The Axel & May Vervoordt Foundation is presenting its sixth and final exhibition in Venice at the Palazzo Fortuny; these exhibitions have gained a cult reputation for their sweeping presentations of art history and for the exquisite settings in the former atelier of artist and designer Mariano Fortuny. “Intuition” began with sandstone sculptures from the 4th to 3rd millennium BCE, which had been unearthed in France. This was paired with Jean-Michel Basquiat’s standing figure Versus Medici (1982). The audacious displays of new and old, sacred and profane, surrealist and realist, continued across the building’s four floors and many rooms, each curated through unabashedly sensuous visual affinities between the historic palazzo and artworks. Anish Kapoor’s hollowed-out, all-white orb White Dark VIII (2000) commands a room whose other occupant is a medieval sculpture—a daring pairing. The curatorial tactic is often purely visual. There’s a black-painted, black-carpeted room of nearly all-black artworks and another room of purely brass-colored works. Korean artists of the Dansaekhwa movement and postwar Japanese artists were well represented among the many works of 20th-century abstract painting. Sensuous, fun and serious—though not necessarily all at the same time—“Intitution” is an experience not to be missed, and the last one of its kind at Palazzo Fortuny.

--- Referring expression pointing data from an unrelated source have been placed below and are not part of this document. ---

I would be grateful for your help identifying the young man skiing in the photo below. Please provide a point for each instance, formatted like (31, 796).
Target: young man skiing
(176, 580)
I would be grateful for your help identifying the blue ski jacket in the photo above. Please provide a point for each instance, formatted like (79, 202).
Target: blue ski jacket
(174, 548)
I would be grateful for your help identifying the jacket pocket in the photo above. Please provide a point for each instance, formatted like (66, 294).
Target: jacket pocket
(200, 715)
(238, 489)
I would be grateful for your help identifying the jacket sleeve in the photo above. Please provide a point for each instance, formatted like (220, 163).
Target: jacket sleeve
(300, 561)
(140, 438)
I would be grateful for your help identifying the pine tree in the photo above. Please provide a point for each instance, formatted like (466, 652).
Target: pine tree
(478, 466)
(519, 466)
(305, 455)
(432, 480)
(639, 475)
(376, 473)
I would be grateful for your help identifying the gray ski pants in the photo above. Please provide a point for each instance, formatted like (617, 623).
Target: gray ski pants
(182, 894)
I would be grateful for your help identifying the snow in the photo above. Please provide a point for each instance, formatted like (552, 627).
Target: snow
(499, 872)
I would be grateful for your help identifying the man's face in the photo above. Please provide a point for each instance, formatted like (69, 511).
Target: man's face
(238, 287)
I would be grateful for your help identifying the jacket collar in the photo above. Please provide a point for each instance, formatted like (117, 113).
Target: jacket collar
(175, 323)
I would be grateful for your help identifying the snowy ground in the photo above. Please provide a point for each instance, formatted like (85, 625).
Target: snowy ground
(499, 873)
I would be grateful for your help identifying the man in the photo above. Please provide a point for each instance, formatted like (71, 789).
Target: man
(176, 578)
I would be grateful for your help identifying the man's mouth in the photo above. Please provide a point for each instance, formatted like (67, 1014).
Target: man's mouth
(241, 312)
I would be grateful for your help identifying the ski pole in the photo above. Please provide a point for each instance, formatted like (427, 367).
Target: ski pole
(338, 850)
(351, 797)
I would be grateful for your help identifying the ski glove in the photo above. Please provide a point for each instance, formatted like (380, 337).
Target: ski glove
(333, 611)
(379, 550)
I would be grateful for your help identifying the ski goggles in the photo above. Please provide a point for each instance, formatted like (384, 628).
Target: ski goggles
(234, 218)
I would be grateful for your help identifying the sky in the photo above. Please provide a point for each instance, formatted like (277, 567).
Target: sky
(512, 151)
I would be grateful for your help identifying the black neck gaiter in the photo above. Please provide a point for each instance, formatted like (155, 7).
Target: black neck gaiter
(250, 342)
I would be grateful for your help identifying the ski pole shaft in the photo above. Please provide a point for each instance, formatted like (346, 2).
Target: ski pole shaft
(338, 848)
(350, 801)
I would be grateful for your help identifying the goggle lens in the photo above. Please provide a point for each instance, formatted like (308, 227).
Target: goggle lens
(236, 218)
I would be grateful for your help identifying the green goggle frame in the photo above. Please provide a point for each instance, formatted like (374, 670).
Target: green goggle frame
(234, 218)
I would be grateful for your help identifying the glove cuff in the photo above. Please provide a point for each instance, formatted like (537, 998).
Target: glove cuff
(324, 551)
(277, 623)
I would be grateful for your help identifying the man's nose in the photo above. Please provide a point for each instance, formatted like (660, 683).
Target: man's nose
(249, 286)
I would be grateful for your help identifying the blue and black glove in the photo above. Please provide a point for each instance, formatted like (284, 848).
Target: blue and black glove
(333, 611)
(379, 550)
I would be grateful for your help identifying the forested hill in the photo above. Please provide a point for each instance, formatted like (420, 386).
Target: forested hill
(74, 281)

Shezad Dawood: “Leviathan”
Shezad Dawood has announced that he’s embarking on an ambitious ten-part film cycle, “Leviathan”—to be completed in the next three years, no less—about a cast of characters inhabiting an imagined future after “a cataclysmic solar event.” He is off to an impressive start, after premiering the first two films at an exhibition during the Biennale; the third film will arrive in Venice in September. (Yes, people who visit Venice in September will see something that the scenesters of May won’t.) Dawood has long been interested in experimental film and has a virtuosic ability to appropriate and transform avant-garde techniques into his own. The two parts of Leviathan showing in Venice are some of his most captivating works to date. The first follows a character named Ben, and is, crudely put, a psychotic-seeming interior monologue paired with aquatic images of divers. The second part narrates the survival experience of a woman named Yasmine, whose defining personality trait is that she enjoys urinating in her jeans. She meets another survivor, a male, and views him as sexual prey; together, they visit a floating research platform where yet another survivor has taken refuge and has descended into madness. The relatively short films, packed with evocative monologues and imagery, were displayed alongside related textile works and sculptures by Dawood. This introductory exhibition bodes well for the series—though the same can’t be said for the depictions of humanity in the films.
Liang Yuanwei: “Behind the Curtain”
Organized by K11 Art Foundation and curated by Loic Le Gall, “Behind the Curtain” featured new works by painter Liang Yuanwei, who is known for her skillful reproductions of the textures and designs of fabrics. Liang’s paintings neatly collapse the traditionally “masculine” prerogatives of abstract painting with the “feminine” associations of textiles, while also inverting the hierarchy of fine art and crafts, by using the former to imitate the latter. Along with presenting Liang’s paintings, “Behind the Curtain” included an earlier project of hers, umustbestrong (2004–06), in which the artist typed, with a typewriter, the titular phrase 44 times a day onto toilet paper for two years, until the rolls were filled. Another installation, Early Spring – 1 Table 4 Stools (2010), uses common domestic and restaurant tabletops as a surface on which to paint monochromatic abstractions in broad, wash-like strokes. These works suggest the more experimental approaches that her practice could have taken, or still could take. Liang’s paintings are certainly a unique signature, with the 2017 paintings drawing on muted brown and blues that echo the faded glory of Venice, while also remaining comfortably within the established genre of painting. A glimpse of the artist’s avant-garde works, however, compels a desire to see more experimental directions in the future.
HG Masters is editor-at-large of ArtAsiaPacific.